La taxe va pousser les propriétaires à adapter leurs loyers aux revenus de la population. Elle est aussi une arme pour déceler les activités illégales et le blanchiment d’argent, parfois dissimulés derrière des vitrines vides. « Mais cette taxe n’aura pas la réponse à tous les maux », admet Grégoric Faucon, élu chargé de l’économie et des solidarités. Afin d’avoir un œil sur les activités pratiquées, la ville a entériné, il y a un an, la possibilité de préempter des fonds de commerce ou des baux commerciaux en cas de vente, dans deux périmètres sensibles. Pour l’instant, aucune préemption n’a eu lieu. « Il est difficile de comprendre ce qui se passe dans le parc privé, c’est un moyen de garder le contrôle. » Il faut également dialoguer : ainsi, en échangeant avec un investisseur qui disait ne pas parvenir à louer son local, et grâce à l’aménagement d’un parking, un laboratoire d’analyses a pu s’installer.

L’élu lormontois regrette aussi la méconnaissance des promoteurs et bailleurs HLM en matière commerciale, qui les pousse à faire des logements au lieu de commerces en pied d’immeuble. La ville demande parfois de transformer le permis de construire dans ce sens.

L’ancien cinéma, une friche qui pourrait attirer de grandes enseignes

Sophie Dufour, adjointe au maire chargée de l’aménagement commercial du territoire

Sophie Dufour, adjointe au maire chargée de l’aménagement commercial du territoire

A Draguignan (41 400 hab., Var, un contrat de revitalisation artisanale et commerciale a été signé en 2018, pour huit ans.

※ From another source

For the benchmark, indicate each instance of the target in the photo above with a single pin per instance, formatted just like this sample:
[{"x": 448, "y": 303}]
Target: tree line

Une chargée de mission « commerce » a été embauchée, faisant le lien entre agences immobilières, propriétaires de cellules vides et futurs exploitants. Un diagnostic a révélé un déficit de grandes enseignes par rapport à d’autres villes de même taille. « Or les grandes enseignes sont des locomotives », commente Sophie Dufour, adjointe au maire chargée de l’aménagement commercial du territoire. Environ 2 500 mètres carrés de parcours commercial, parfois occupés, ont été identifiés, constitués surtout de petits locaux, de 25 à 50 mètres carrés. Objectif : réunir ces cellules pour créer une dizaine de locaux d’au moins 100 mètres carrés afin d’attirer des enseignes nationales. « Par l’entremise de la société d’économie mixte locale SAIEM, trois immeubles ont été achetés et vont faire l’objet de restructurations », explique Sophie Perrymon, manager du centre-ville, chargée du projet. Draguignan a conçu une « pépinière de commerces » éphémères pendant la phase d’acquisition des locaux. « Ainsi les enseignes Petit Bateau et Le Corner ont testé leur activité pendant dix-huit mois avant de s’installer définitivement », se réjouit l’élue. L’ouverture d’un restaurant a redynamisé la rue de la ­République. Autre piste : l’ancien cinéma, une friche qui pourrait intéresser de grandes enseignes. Et, dès 2022, la taxation des friches ­commerciales vides est instaurée.